Minimum wage hikes are reaching a fever pitch lately in America. Politicians at all levels, federal, state, and local are racing to get the minimum wage to the “living wage” of $15.

The most recent push comes at the federal level, where there’s a proposal on the table for a $15 minimum wage by 2025.


And it’s supported by a CBO study, which finds that a $15 minimum wage will give a big boost to the incomes of American workers paid the minimum wage. “In an average week in 2025, the $15 option would boost the wages of 17 million workers who would otherwise earn less than $15 per hour. Another 10 million workers otherwise earning slightly more than $15 per hour might see their wages rise as well,” says the report.

Jordan Awoye, Managing Partner at Awoye Capital sees this as a positive development for the whole economy. “The wage increase would give Americans the extra income to actually save and invest for their retirement and healthcare needs,” says Awoye. “We have a tremendous number of Americans that cannot fund their own retirements or take care of themselves with healthcare cost, forcing them to use government programs and aids. With fewer people solely depending on the government for these concerns, the government would spend less money on those programs. Causing a positive impact on government spending and where they allocate those resources, which ultimately would boost the economy.”

The trouble is that the CBO report finds that some Americans will lose their jobs because of the minimum wage, too. “But 1.3 million other workers would become jobless, according to CBO’s median estimate,” adds the report. “There is a two thirds chance that the change in employment would be between about zero and a decrease of 3.7 million workers. The number of people with annual income below the poverty threshold in 2025 would fall by 1.3 million.”

Jeff Yastine, a senior equities analyst at Banyan Hill Publishing, agrees. “I believe a $15 federal minimum wage would be a good thing for the US economy. Many national US companies and local employers pay this amount or more in order to attract good quality workers to their office and factories.”

The CBO study also finds that minimum wage hikes will have a negative impact on small businesses. “A higher minimum wage reduces the family income of business owners to the extent that firms’ profits are reduced,” says the CBO report. “Those losses in business income are biggest in the first years after a higher minimum wage is introduced. Real income is also reduced for nearly all people because increases in the prices of goods and services weaken families’ purchasing power.

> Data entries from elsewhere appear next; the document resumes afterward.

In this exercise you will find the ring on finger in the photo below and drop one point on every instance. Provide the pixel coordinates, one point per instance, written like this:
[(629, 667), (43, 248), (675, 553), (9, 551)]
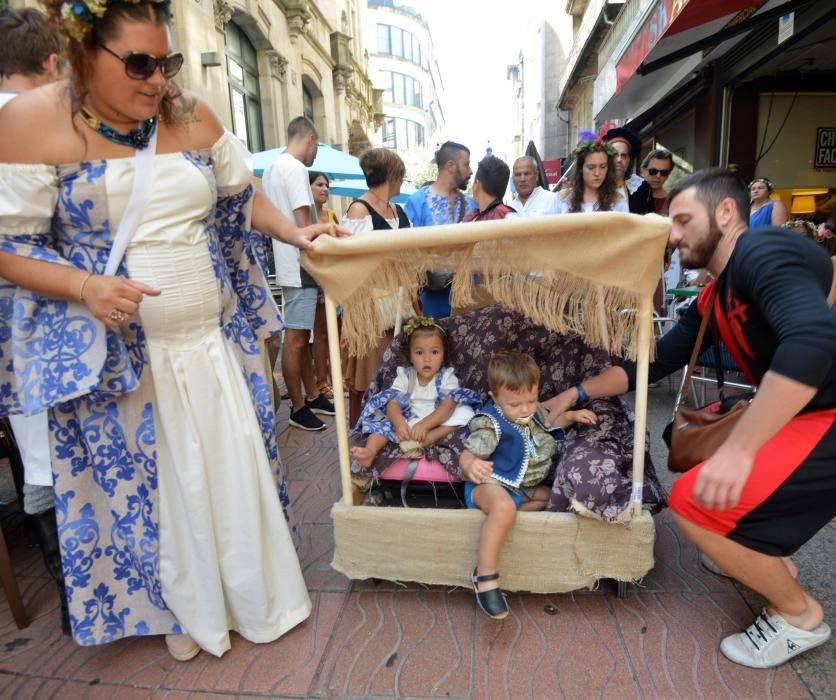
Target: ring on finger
[(117, 315)]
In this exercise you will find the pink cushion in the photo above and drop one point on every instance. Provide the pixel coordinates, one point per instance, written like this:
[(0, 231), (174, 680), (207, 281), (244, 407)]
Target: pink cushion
[(427, 471)]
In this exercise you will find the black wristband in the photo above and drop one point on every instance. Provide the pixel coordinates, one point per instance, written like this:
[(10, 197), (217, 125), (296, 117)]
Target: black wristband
[(583, 397)]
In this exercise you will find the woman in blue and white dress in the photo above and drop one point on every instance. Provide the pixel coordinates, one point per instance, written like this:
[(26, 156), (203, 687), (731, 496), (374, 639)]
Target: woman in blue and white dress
[(171, 505)]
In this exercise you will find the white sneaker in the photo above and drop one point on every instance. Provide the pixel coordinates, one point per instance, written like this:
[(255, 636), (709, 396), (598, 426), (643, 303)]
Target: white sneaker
[(770, 641)]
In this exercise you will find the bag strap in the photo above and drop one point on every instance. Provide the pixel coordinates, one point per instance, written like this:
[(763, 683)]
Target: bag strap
[(718, 363), (462, 202), (706, 319), (137, 204)]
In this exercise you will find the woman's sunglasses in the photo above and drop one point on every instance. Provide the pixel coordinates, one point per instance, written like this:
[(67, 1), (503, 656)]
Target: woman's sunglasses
[(141, 66)]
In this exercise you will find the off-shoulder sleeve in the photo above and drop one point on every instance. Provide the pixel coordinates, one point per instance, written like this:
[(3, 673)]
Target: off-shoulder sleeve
[(50, 350), (242, 247), (449, 381), (232, 163), (401, 383), (28, 196)]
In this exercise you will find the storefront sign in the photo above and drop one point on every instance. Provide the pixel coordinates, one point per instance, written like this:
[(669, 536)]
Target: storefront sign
[(671, 17), (646, 38), (825, 147), (552, 168)]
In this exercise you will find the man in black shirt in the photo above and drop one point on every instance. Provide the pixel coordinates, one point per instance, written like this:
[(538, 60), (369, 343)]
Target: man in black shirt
[(772, 485)]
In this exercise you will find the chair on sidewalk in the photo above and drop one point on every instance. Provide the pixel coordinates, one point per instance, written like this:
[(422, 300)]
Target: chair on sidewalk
[(7, 576)]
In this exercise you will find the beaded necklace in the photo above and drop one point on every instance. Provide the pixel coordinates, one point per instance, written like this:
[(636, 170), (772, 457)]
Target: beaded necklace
[(135, 138)]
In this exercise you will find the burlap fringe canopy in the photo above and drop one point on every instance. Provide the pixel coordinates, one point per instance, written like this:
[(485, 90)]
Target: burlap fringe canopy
[(575, 273)]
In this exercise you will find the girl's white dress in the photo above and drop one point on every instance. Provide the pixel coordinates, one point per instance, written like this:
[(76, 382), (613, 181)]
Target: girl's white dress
[(170, 496)]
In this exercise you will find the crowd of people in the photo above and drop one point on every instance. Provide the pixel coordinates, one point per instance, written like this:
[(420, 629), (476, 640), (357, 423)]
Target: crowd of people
[(163, 467)]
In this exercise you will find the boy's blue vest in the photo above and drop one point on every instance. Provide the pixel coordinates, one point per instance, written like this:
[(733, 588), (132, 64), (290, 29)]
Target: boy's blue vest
[(512, 454)]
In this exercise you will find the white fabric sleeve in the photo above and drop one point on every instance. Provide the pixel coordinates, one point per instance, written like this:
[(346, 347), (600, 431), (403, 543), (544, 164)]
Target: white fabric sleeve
[(449, 380), (560, 205), (28, 197), (232, 164), (401, 383), (297, 187), (358, 225), (621, 205)]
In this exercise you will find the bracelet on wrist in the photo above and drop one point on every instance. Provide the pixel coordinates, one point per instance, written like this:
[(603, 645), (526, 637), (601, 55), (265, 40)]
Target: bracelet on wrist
[(83, 284), (583, 397)]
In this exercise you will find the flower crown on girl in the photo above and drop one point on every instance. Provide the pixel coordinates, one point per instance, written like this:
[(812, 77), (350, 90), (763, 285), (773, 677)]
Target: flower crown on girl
[(590, 142), (79, 16), (419, 322)]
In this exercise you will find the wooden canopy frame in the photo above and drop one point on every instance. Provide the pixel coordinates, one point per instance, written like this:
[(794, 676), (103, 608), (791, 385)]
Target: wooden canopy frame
[(596, 274)]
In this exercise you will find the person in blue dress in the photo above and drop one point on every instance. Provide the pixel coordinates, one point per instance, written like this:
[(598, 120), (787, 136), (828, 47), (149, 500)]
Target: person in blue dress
[(765, 211), (172, 511)]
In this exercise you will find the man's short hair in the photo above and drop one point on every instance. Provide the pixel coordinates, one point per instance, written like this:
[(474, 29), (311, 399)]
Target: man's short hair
[(527, 159), (26, 41), (300, 127), (514, 371), (449, 150), (658, 154), (493, 174), (712, 186)]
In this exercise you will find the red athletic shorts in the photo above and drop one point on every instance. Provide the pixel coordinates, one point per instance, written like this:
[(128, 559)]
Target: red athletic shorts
[(790, 494)]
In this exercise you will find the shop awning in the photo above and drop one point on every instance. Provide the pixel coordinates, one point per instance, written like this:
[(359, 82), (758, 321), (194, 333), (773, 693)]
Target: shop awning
[(673, 40), (669, 18)]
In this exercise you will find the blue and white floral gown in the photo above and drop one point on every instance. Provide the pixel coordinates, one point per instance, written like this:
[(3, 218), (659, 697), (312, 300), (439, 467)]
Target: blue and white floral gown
[(162, 437)]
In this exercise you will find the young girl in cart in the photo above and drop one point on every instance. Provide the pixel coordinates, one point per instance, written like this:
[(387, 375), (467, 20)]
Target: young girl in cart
[(508, 454), (425, 402)]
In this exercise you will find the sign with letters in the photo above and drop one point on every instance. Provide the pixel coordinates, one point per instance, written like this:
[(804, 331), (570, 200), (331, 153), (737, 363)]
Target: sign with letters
[(825, 147)]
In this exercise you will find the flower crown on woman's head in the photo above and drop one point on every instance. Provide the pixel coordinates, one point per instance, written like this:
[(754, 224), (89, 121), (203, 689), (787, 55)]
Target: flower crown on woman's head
[(79, 16), (590, 142), (419, 322)]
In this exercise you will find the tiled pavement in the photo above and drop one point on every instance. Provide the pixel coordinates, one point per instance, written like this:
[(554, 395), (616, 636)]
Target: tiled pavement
[(387, 640)]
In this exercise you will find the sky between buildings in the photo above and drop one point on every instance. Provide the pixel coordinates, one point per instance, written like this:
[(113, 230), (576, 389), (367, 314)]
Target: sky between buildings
[(475, 42)]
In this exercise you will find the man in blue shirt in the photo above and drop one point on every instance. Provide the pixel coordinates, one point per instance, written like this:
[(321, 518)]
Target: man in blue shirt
[(442, 202)]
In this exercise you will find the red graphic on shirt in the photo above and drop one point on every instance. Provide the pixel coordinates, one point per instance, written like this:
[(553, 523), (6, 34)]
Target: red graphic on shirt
[(736, 317)]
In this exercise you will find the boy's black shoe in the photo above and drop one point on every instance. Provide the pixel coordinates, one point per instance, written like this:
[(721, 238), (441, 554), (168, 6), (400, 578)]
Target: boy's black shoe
[(305, 419), (321, 405)]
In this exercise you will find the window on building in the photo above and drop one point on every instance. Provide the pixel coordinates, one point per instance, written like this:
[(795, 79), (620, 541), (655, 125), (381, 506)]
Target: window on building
[(307, 102), (402, 134), (402, 90), (384, 45), (389, 134), (394, 41), (244, 96)]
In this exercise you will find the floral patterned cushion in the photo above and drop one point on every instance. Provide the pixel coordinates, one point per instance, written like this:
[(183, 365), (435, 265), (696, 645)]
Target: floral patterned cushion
[(594, 466)]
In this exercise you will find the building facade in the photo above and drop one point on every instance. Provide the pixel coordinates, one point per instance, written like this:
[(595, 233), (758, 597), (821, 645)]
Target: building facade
[(260, 63), (402, 64), (537, 115)]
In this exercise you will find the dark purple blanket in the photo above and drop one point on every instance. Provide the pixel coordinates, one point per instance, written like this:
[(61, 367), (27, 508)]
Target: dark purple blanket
[(594, 465)]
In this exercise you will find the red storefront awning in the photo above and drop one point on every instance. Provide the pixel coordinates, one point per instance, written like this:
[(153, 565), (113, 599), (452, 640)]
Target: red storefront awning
[(667, 18)]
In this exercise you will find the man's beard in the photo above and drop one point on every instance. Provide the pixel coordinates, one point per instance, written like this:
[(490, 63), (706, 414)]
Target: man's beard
[(700, 254)]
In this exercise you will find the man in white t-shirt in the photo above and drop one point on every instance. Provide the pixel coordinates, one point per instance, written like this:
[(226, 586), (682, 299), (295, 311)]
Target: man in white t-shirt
[(531, 199), (30, 56), (286, 184)]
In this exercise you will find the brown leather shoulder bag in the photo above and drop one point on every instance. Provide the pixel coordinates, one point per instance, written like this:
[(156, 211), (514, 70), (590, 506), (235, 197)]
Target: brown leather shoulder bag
[(696, 433)]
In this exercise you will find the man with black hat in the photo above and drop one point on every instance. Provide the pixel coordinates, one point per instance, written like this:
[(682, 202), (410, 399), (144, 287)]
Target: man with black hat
[(636, 189)]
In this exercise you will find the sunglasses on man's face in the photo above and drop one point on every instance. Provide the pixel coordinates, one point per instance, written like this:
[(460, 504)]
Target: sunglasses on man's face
[(141, 66)]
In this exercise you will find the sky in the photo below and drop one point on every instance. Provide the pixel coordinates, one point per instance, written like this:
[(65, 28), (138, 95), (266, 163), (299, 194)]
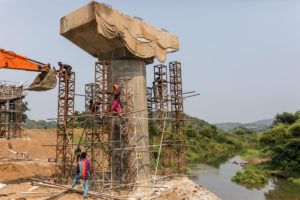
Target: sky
[(242, 56)]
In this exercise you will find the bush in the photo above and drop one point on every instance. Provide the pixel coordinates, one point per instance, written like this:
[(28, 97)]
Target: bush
[(251, 178)]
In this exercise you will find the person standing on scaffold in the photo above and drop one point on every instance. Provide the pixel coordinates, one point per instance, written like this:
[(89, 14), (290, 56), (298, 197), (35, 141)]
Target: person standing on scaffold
[(116, 105)]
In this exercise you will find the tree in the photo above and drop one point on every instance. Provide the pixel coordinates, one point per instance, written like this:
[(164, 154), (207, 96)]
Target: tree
[(284, 118)]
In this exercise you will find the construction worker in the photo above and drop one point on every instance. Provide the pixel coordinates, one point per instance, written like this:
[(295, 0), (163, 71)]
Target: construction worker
[(83, 172), (64, 67), (116, 105)]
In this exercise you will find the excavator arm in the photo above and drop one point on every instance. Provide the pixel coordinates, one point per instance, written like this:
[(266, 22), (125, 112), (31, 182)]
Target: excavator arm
[(46, 80), (11, 60)]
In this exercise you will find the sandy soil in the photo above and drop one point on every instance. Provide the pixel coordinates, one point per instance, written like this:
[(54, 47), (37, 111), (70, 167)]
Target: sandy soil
[(15, 173)]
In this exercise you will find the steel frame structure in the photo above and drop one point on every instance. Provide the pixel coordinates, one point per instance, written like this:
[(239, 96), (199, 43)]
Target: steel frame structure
[(177, 133), (127, 139), (97, 127), (65, 126), (161, 101)]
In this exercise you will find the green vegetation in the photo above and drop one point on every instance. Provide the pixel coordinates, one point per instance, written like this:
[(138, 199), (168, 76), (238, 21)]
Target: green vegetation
[(282, 140), (281, 144), (251, 177), (41, 124), (207, 143), (260, 125), (294, 180)]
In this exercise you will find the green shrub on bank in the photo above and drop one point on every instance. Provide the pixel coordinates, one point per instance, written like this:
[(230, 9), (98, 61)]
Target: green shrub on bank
[(294, 180), (251, 178)]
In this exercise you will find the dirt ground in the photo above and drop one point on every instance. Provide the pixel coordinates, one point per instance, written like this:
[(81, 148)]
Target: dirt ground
[(39, 144)]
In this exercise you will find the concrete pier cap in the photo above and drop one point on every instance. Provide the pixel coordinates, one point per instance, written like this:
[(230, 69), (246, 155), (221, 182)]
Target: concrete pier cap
[(130, 44)]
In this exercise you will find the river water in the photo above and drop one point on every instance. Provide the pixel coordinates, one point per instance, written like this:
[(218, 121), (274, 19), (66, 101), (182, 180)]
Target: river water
[(218, 180)]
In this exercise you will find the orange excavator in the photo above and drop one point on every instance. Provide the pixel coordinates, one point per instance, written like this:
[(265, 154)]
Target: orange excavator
[(46, 80)]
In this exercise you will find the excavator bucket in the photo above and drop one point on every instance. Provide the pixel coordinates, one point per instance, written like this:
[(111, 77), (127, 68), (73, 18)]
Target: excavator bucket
[(44, 81)]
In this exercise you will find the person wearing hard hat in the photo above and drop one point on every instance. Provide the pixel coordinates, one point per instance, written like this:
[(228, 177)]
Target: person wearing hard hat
[(116, 106)]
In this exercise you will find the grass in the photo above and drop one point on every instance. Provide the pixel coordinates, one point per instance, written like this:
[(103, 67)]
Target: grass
[(250, 154), (251, 178)]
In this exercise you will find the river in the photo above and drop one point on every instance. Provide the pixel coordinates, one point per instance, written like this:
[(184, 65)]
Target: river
[(218, 180)]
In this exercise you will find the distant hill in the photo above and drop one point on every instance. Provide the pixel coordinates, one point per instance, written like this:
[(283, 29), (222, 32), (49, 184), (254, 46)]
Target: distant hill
[(40, 124), (254, 126)]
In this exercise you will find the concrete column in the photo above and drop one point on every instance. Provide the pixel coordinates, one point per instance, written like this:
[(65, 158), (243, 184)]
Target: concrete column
[(136, 70)]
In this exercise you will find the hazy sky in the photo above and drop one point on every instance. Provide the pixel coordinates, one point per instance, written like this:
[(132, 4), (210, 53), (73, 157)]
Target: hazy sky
[(241, 55)]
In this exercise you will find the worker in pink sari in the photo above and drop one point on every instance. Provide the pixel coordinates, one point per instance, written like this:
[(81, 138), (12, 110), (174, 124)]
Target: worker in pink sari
[(116, 106)]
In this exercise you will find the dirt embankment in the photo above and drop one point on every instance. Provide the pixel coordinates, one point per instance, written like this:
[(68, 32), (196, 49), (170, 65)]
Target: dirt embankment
[(33, 144), (40, 145)]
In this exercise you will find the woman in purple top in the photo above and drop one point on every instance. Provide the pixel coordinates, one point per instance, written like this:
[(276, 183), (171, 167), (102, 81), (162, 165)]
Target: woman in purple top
[(116, 106)]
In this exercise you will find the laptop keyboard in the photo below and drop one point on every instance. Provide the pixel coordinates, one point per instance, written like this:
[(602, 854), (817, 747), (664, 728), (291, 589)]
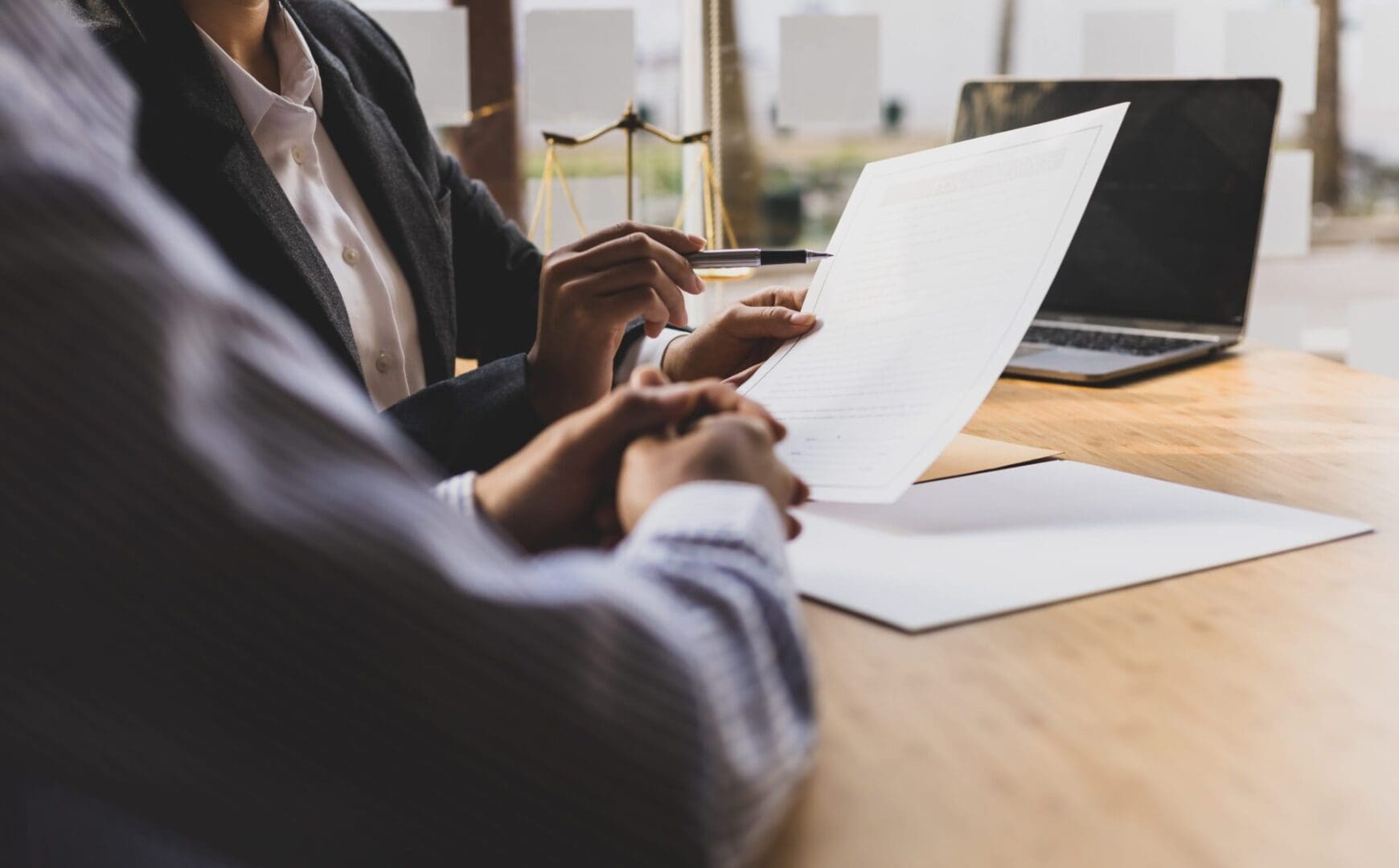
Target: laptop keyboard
[(1110, 342)]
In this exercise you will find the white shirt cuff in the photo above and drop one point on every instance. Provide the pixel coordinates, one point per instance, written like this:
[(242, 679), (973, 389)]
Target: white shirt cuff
[(459, 495), (646, 351), (716, 514)]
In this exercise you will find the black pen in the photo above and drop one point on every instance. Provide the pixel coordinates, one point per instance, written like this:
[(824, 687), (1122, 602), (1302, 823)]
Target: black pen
[(752, 257)]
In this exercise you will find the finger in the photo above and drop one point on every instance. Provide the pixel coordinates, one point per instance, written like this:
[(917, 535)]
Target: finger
[(629, 277), (714, 397), (737, 424), (777, 297), (794, 526), (757, 323), (640, 302), (648, 376), (631, 411), (675, 240), (739, 379), (638, 246)]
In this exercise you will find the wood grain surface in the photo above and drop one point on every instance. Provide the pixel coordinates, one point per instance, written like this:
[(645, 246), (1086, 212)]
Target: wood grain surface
[(1244, 716)]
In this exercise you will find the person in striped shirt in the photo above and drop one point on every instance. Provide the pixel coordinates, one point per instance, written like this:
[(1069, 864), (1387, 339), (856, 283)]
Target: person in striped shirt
[(242, 627)]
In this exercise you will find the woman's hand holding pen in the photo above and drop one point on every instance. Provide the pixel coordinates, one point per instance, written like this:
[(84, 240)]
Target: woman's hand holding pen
[(589, 291)]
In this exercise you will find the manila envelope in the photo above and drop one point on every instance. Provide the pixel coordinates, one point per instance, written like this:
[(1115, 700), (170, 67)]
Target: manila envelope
[(970, 455)]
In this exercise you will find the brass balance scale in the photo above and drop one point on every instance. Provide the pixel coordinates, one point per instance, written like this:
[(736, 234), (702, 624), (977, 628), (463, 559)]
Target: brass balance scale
[(716, 227)]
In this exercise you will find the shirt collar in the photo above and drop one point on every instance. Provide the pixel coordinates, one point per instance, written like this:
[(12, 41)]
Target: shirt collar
[(300, 76)]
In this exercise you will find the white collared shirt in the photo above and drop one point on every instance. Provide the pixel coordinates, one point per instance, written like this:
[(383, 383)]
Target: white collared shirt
[(376, 295), (291, 139)]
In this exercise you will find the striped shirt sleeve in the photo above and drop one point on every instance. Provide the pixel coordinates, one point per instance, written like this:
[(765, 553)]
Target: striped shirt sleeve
[(236, 612)]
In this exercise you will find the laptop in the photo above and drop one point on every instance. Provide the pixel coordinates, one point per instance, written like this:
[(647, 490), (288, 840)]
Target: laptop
[(1162, 268)]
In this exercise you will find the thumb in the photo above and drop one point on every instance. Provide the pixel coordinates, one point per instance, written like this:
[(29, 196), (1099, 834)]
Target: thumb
[(648, 376), (635, 410), (756, 323)]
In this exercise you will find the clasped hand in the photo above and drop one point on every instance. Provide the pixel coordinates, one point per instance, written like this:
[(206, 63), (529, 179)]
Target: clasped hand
[(589, 477)]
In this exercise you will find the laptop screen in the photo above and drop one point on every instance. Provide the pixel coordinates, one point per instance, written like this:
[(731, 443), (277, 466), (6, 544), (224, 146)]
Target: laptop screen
[(1171, 231)]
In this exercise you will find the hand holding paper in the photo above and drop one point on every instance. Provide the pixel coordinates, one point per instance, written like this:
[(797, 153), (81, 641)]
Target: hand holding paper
[(942, 260)]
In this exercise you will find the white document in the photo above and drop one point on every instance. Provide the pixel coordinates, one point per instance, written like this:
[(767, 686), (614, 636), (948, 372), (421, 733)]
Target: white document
[(828, 72), (1128, 43), (434, 43), (580, 68), (1016, 538), (942, 260), (1286, 228)]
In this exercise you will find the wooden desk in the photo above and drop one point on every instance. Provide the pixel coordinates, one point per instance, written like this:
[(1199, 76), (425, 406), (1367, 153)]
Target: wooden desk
[(1245, 716)]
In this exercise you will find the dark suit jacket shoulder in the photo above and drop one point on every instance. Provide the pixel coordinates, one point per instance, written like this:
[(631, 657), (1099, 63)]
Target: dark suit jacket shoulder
[(473, 274)]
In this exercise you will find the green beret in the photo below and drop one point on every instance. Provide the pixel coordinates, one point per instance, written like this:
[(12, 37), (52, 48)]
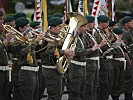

Over time, as businesses increasingly pass their higher costs on to consumers, the losses in business income diminish and the losses in families’ real income grow.”

What the CBO report fails to mention is that, unlike larger businesses, smaller businesses usually operate in a highly competitive environment with thin margins. And competition makes it difficult to pass on minimum wage hikes to consumers.

That’s why scores of them will be crushed, especially in states where the market wage is currently near the Federal minimum wage.